Barb Kirkmeyer takes lead over Marx, Bottoms in Colorado’s Republican gubernatorial primary
State Sen. Barb Kirkmeyer jumped out to an early lead over ministry leader Victor Marx and state lawmaker Scott Bottoms in Colorado’s Republican gubernatorial primary as initial returns posted Tuesday night.
In returns posted shortly after polls closed, Kirkmeyer secured 44%, Marx got 37.5% and Bottoms had 18.5%. The margin tightened as the night wore on, but Kirkmeyer stayed in the lead even as the race remained too close to call. At 9 p.m., she was only just over 8,000 votes, or 1 percentage point, ahead of Marx, with Bottoms trailing.
The three Republicans running for the office held by term-limited Democratic Gov. Jared Polis argue that it’s time to break the opposition party’s grip on the state after eight years of Democratic rule, despite Colorado voters having elected only a single GOP governor in the last 50 years.

Whichever Republican prevails will face Attorney General Phil Weiser, who won the Democratic primary over U.S. Sen. Michael Bennet.
The GOP primary has played out as a battle between insiders and outsiders for control of a party that hasn’t enjoyed a statewide win in the last decade.
Kirkmeyer, who has held public office off and on since the 1990s, is in her second term in the legislature, representing a district centered on Brighton. She previously served as a Weld County commissioner and oversaw a state agency under Republican Gov. Bill Owens in the early years of the century.
Endorsed by U.S. Rep. Lauren Boebert, the state’s senior Republican elected official, Marx burst on the scene last fall and has cut an unconventional path since.
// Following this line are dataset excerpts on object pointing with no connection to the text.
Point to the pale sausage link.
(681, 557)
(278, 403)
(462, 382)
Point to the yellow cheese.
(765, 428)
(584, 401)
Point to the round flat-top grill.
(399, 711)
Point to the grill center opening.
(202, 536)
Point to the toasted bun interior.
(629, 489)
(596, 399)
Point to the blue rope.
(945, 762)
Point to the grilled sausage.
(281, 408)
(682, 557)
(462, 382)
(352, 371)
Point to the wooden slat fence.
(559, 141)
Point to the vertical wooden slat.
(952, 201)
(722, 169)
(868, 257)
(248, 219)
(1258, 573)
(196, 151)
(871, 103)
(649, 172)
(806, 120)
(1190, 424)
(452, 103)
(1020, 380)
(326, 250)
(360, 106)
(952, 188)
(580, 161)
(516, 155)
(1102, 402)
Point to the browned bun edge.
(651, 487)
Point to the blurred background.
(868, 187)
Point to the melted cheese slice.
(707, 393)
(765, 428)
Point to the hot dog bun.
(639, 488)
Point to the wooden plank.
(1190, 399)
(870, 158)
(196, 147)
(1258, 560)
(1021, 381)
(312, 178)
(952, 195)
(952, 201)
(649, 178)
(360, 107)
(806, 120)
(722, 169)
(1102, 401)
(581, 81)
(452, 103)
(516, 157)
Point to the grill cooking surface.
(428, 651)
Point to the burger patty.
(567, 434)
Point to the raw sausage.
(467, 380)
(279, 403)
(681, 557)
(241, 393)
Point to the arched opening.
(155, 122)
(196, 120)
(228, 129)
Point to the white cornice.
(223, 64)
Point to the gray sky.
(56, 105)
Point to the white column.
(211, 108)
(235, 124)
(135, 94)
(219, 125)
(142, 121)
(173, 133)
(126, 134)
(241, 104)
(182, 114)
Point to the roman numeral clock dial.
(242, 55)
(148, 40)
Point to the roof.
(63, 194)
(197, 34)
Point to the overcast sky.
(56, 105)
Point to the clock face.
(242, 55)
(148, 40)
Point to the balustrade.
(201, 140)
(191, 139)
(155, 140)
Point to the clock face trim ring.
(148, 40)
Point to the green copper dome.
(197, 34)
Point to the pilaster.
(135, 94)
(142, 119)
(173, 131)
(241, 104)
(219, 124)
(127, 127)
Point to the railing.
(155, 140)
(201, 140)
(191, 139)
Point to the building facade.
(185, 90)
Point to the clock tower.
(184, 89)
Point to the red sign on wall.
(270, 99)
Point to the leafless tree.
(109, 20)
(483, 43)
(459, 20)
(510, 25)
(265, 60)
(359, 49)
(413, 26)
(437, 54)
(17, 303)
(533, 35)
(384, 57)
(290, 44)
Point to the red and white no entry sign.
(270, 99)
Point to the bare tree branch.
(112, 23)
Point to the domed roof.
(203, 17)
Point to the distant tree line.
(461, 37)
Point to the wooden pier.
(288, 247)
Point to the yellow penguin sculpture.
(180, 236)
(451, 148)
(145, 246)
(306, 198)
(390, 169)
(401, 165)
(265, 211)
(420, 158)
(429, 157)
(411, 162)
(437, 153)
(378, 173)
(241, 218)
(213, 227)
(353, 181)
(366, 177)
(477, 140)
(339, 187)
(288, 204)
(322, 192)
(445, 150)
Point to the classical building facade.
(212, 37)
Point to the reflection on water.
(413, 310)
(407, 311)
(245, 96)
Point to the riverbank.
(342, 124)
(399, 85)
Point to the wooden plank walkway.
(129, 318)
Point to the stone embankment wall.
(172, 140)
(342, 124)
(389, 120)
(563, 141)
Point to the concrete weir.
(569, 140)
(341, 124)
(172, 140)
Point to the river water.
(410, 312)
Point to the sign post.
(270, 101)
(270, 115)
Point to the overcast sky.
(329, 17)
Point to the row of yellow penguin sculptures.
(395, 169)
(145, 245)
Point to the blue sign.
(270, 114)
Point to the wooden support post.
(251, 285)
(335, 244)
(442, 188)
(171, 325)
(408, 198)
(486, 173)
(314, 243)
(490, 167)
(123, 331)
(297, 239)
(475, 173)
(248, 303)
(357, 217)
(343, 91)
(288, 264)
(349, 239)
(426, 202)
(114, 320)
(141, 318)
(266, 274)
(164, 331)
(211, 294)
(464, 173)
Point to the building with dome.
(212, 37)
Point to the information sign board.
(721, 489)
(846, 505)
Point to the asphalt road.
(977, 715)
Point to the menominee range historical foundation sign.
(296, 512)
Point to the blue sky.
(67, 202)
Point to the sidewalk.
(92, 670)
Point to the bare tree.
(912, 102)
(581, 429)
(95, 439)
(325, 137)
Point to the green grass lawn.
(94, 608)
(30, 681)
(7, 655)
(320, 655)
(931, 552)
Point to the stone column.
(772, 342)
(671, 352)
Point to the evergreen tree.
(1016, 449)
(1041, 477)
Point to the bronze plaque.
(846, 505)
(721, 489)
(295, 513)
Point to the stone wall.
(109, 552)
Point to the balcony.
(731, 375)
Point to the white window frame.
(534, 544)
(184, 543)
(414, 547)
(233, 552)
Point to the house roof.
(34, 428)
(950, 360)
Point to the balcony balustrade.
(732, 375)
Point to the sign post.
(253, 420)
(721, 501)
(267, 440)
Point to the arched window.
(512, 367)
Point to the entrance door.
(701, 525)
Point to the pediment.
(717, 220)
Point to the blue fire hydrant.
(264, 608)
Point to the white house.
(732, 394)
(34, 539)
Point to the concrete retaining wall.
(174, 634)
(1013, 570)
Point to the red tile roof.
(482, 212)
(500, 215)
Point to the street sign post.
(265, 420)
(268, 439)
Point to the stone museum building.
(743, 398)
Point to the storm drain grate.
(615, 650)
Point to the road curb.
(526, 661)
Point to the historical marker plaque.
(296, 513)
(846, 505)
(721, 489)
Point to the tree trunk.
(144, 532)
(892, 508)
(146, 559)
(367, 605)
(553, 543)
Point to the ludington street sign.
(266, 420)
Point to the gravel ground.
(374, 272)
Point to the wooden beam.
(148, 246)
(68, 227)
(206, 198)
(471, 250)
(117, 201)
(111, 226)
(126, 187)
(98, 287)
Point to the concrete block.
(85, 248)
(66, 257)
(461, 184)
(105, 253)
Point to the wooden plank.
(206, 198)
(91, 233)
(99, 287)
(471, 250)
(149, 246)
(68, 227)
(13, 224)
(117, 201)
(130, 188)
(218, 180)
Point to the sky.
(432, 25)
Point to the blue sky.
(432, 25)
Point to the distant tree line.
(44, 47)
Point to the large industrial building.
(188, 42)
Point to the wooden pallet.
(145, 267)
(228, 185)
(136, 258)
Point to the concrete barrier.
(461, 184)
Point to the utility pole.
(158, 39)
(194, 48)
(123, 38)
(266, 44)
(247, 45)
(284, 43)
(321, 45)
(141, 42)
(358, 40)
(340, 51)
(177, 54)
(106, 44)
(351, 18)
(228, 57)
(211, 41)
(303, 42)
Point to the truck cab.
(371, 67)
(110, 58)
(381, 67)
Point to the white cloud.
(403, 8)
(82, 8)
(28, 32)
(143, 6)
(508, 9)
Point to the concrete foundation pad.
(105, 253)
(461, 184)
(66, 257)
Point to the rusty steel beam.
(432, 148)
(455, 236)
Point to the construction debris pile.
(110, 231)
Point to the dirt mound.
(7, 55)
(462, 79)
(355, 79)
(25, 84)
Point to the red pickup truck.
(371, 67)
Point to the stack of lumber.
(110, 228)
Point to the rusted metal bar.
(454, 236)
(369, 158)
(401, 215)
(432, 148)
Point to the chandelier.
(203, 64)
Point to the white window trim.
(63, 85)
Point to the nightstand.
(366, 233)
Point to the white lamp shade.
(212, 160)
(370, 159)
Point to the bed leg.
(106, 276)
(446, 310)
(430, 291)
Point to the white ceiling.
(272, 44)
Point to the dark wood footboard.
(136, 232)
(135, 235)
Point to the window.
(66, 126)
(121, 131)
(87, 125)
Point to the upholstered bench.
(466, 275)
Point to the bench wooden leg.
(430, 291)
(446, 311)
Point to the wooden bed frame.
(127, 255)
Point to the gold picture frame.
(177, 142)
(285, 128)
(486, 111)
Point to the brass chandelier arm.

Following a childhood marked by abuse and instability, Marx enlisted in the Marine Corps and later founded Colorado Springs-based All Things Possible Ministries, which has raised millions of dollars to pursue international humanitarian missions.
Bottoms, a state representative from Colorado Springs, is a pastor at an Assemblies of God church and vowed to be an “uncompromising conservative,” echoing his record in the legislature.

Heading into the primary, both Kirkmeyer and Bottoms said they wouldn’t support Marx if he won the nomination, calling him unfit for office and a “con man,” respectively. Marx, for his part, has said he will back either of his opponents if they emerge to the general election.